# looking for advice



## coyotehunter25 (Oct 24, 2010)

i am just starting to learn how to hunt coyotes and was wondering what is a good rifle to use? any help would be great


----------



## hassell (Feb 9, 2010)

coyotehunter25 said:


> i am just starting to learn how to hunt coyotes and was wondering what is a good rifle to use? any help would be great


 If you spend a little time and scroll through this thread and general firearm site there is plenty of info from many members from all walks of life, if you have no luck finding anything feel free to PM me or any other one of us.


----------



## KaBloomr (Mar 18, 2010)

ch25,

Welcome to the forum. The best rifle for starting out is any centerfire that you can shoot accurately. Depending on your terrain in Nebraska, I imagine you will probably have the opportunities for long shots. My favorite rifle is a .223 Rem, but if I'm hunting out in open country with the potential for 300-400 yard shots, I take my .22-250 or .25-06. I don't harvest pelts, so maybe someone on here that does can give you some advice on fur-friendly calibers and loads.


----------



## El Gato Loco (Jan 15, 2010)

Welcome to PredatorTalk!









I am a big fan of the .223. It's affordable, readily available and shoots really well. You can find a good rifle in .223 on the cheap too.
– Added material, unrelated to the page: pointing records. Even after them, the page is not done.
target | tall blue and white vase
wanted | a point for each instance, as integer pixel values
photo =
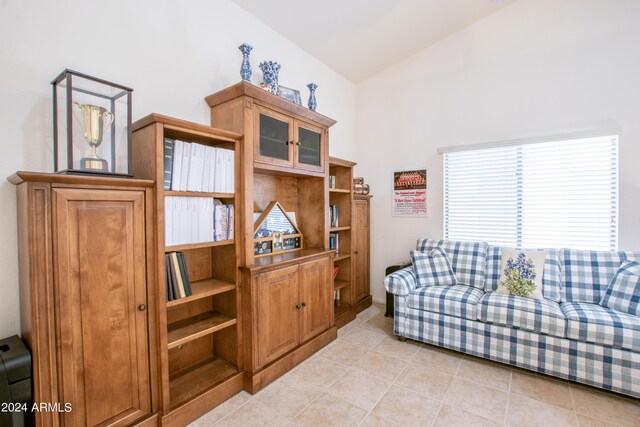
(245, 67)
(270, 71)
(312, 96)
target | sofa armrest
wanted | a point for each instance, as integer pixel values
(401, 282)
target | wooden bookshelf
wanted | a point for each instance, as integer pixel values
(197, 334)
(204, 289)
(189, 246)
(197, 379)
(285, 158)
(342, 196)
(199, 194)
(340, 256)
(192, 328)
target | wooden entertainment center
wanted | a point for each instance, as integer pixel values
(248, 320)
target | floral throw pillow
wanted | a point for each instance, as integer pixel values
(521, 273)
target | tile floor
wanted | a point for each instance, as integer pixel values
(368, 378)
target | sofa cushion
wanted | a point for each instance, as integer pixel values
(543, 317)
(433, 269)
(455, 300)
(468, 259)
(623, 293)
(600, 325)
(551, 277)
(587, 273)
(401, 282)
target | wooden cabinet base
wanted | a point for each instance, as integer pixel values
(254, 382)
(363, 304)
(198, 406)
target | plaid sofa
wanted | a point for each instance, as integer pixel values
(568, 334)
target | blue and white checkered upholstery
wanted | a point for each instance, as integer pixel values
(587, 273)
(456, 300)
(593, 364)
(551, 277)
(401, 282)
(544, 317)
(468, 259)
(600, 325)
(433, 269)
(623, 293)
(601, 346)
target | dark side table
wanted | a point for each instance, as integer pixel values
(389, 270)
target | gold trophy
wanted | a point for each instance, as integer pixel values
(95, 120)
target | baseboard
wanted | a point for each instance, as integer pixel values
(379, 300)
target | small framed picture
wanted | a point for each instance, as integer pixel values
(290, 94)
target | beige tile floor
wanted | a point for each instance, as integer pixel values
(368, 378)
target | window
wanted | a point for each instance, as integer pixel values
(543, 194)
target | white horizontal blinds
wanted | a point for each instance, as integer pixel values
(550, 194)
(480, 195)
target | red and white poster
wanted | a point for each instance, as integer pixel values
(410, 193)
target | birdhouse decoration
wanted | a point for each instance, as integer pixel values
(275, 232)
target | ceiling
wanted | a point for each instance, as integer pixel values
(359, 38)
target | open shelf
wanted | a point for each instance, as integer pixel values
(185, 385)
(195, 327)
(198, 245)
(340, 228)
(199, 194)
(340, 257)
(204, 289)
(340, 284)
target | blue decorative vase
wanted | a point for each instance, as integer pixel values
(270, 71)
(245, 68)
(312, 96)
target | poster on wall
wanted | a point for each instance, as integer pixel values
(410, 193)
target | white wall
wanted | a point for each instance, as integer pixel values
(171, 53)
(537, 67)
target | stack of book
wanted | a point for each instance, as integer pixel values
(189, 166)
(336, 293)
(334, 241)
(177, 283)
(190, 220)
(333, 216)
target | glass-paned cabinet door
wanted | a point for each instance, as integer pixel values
(310, 147)
(275, 134)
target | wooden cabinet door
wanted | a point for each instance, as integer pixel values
(273, 137)
(100, 291)
(315, 298)
(361, 249)
(277, 317)
(309, 150)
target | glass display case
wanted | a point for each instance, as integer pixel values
(91, 125)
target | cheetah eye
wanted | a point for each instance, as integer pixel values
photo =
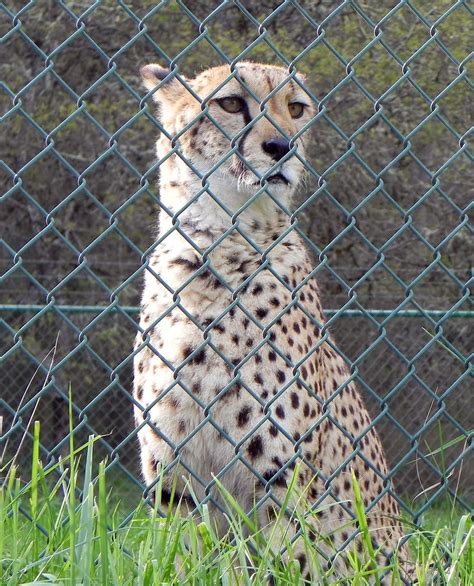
(296, 109)
(232, 104)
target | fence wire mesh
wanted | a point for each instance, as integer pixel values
(385, 209)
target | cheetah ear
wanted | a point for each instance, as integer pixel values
(153, 75)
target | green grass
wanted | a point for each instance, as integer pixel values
(50, 535)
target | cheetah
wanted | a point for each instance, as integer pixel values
(236, 377)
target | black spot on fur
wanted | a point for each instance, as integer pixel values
(261, 312)
(244, 416)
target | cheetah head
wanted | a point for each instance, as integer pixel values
(244, 128)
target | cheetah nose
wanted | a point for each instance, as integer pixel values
(276, 147)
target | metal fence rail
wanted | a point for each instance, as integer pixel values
(385, 210)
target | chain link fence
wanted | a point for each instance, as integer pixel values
(385, 209)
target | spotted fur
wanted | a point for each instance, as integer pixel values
(233, 363)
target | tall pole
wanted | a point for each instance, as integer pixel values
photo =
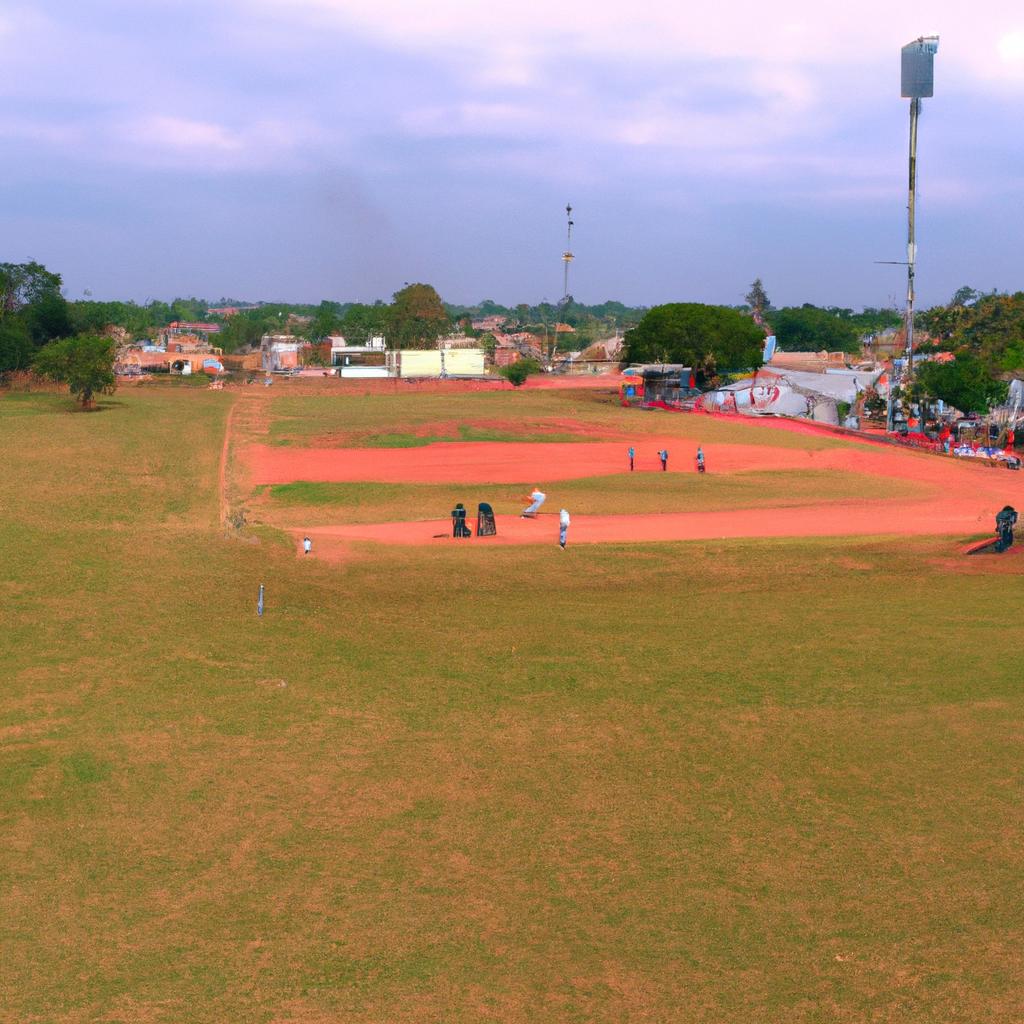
(911, 246)
(567, 255)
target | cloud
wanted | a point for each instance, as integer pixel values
(182, 135)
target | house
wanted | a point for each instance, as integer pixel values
(280, 351)
(358, 360)
(441, 361)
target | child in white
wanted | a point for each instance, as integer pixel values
(563, 527)
(538, 498)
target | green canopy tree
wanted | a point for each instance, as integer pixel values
(810, 329)
(15, 345)
(84, 363)
(418, 317)
(712, 338)
(966, 384)
(48, 317)
(23, 284)
(757, 299)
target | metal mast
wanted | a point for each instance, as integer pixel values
(567, 255)
(918, 81)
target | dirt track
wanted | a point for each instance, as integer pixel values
(966, 496)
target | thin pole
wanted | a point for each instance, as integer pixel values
(911, 246)
(567, 255)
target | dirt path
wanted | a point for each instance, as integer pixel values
(847, 519)
(966, 495)
(478, 462)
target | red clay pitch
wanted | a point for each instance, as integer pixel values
(965, 497)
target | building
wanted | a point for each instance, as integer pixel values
(358, 360)
(280, 351)
(436, 363)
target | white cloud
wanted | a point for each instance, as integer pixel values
(511, 38)
(181, 134)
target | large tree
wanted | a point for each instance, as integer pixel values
(713, 338)
(991, 329)
(966, 384)
(810, 329)
(417, 317)
(23, 284)
(84, 363)
(758, 300)
(15, 345)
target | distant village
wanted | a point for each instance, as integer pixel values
(190, 347)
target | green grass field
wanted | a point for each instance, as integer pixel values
(710, 781)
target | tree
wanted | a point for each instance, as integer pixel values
(757, 299)
(705, 337)
(327, 322)
(84, 363)
(516, 373)
(15, 345)
(965, 296)
(966, 384)
(418, 317)
(48, 317)
(809, 329)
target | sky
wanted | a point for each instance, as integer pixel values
(303, 150)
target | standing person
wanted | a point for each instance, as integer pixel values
(537, 499)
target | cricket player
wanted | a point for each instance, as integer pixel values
(563, 527)
(537, 499)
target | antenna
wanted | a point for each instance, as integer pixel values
(567, 255)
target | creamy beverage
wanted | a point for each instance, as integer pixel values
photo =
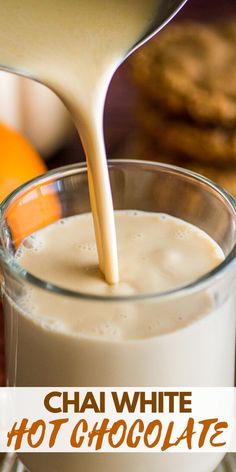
(55, 340)
(74, 47)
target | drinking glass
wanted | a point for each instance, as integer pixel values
(199, 354)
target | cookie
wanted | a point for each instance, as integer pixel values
(189, 69)
(182, 138)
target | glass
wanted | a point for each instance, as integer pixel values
(200, 354)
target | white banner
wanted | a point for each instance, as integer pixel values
(117, 419)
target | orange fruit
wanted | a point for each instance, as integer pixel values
(20, 163)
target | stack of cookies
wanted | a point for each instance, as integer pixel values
(186, 82)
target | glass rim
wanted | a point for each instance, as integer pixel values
(72, 169)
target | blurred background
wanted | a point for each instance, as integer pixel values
(39, 115)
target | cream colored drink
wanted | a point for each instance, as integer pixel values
(66, 341)
(74, 47)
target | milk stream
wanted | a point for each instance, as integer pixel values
(55, 340)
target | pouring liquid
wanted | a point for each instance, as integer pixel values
(74, 47)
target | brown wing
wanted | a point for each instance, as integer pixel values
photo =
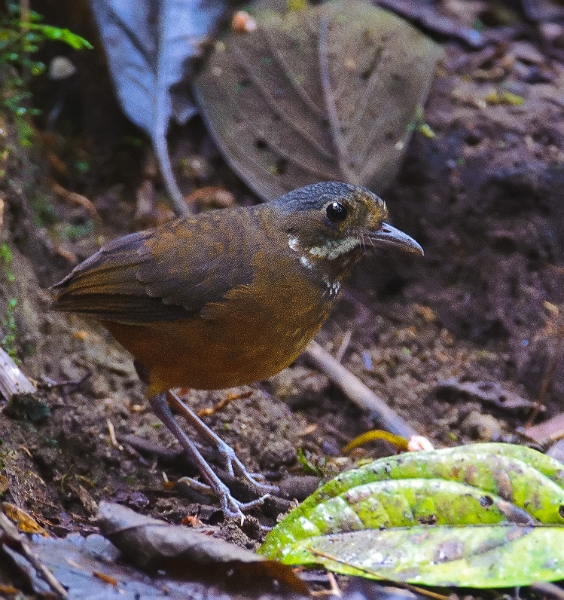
(162, 274)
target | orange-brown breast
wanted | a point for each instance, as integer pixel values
(252, 333)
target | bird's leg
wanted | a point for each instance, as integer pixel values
(230, 459)
(230, 506)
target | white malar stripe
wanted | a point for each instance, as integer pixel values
(335, 248)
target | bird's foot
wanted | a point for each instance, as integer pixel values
(235, 467)
(230, 506)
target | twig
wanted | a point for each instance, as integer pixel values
(18, 543)
(74, 198)
(344, 345)
(112, 433)
(428, 18)
(12, 381)
(50, 384)
(548, 376)
(206, 412)
(357, 391)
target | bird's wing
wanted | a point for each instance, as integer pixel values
(166, 273)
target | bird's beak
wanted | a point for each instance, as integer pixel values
(390, 237)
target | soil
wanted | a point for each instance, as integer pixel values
(484, 199)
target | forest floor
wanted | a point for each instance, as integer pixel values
(484, 199)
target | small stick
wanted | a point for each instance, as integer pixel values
(344, 345)
(18, 543)
(357, 391)
(75, 198)
(12, 381)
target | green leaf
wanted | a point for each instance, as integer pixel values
(464, 516)
(473, 556)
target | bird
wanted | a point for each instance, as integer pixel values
(228, 297)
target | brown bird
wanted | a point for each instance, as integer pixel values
(228, 297)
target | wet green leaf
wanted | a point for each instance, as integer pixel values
(485, 515)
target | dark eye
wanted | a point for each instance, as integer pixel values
(336, 212)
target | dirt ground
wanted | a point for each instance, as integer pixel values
(484, 199)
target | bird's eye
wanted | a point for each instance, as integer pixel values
(336, 212)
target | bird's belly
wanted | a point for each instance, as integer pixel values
(233, 343)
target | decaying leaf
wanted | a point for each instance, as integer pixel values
(332, 92)
(485, 515)
(149, 46)
(181, 552)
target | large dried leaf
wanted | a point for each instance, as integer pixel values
(488, 515)
(327, 93)
(150, 45)
(154, 545)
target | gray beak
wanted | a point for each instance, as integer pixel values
(390, 237)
Keep us posted on your progress!


----------



## wvcoyote (Mar 14, 2010)

welcome to the forum. 
What Chris said,or if want rifle to deer hunt with to a .243 win. they are really accurate, ammo is easy to find and they are reasonably priced. just my 2 cents worth.


----------



## youngdon (Mar 10, 2010)

Welcome to the forum. If you already own a centerfire rifle and can shoot it accurately then start right there. If you don't own one or would like another (wouldn't we all) .223 remington, 22-250, .243 are probably the most popular cartridges, and can be had from a variety of manufacturers. If I had to start all over I'd probably look at the Savage edge. My local Cabela's had them on sale for $329 w/ scope or $259 with out. Those are amazing prices for a rifle that I have heard will shoot great.
*These are on sale Oct. 28th thru Nov. 7th *so I guess you still have a few days before it starts.


----------



## On a call (Mar 3, 2010)

Hey thanks Don!!

I may have to go look at those rifles !

Life is good and I want to shoot straight.

I am wanting a .243 this year...who knows perhaps I can make that 500-600 yard shot.


----------



## youngdon (Mar 10, 2010)

No problem, they also have several regular Savage rifles on sale.


----------



## bar-d (Feb 3, 2010)

coyotehunter25 said:


> i am just starting to learn how to hunt coyotes and was wondering what is a good rifle to use? any help would be great


Welcome to PT. Help stimulate the economy and give credence to those of us that have been telling our spouses that we really need 15 rifles, buy several!


----------



## KaBloomr (Mar 18, 2010)

LOL bar-d. Also, buy some cans of spray paint that match the stocks of your newly purchased rifles to mitigate problems with your wife. Look Honey! How do you like the paint job I just put on that "old" rifle I've had forever!


----------



## On a call (Mar 3, 2010)

ha ha...I like that. And another benifit would be they all look the same.

Well now that I think of it...she says that anyhow. Other than the handguns.


----------



## El Gato Loco (Jan 15, 2010)

bar-d said:


> Welcome to PT. Help stimulate the economy and give credence to those of us that have been telling our spouses that we really need 15 rifles, buy several!


But be careful with letting her see your collection all together in one place or you risk running into what I did.... the shock and awe when she looks in the safe and yells "You bought 3 of the exact same gun?!?!?!?". They just don't understand.


----------



## bar-d (Feb 3, 2010)

Chris Miller said:


> But be careful with letting her see your collection all together in one place or you risk running into what I did.... the shock and awe when she looks in the safe and yells "You bought 3 of the exact same gun?!?!?!?". They just don't understand.


No sense of humor.


----------



## coyotehunter25 (Oct 24, 2010)

hey thanks for all the info guys! im sure i will have more questins later.


----------



## knapper (Feb 5, 2010)

Hey with friends like us enemy's will be the least of your problems. Just rember if all elese fails play dead.


----------



## ebbs (Feb 7, 2010)

Too many guns = a lie from the pit of hell.


----------



## On a call (Mar 3, 2010)

Just like tools...just get a bigger hammer

With guns...just get another


----------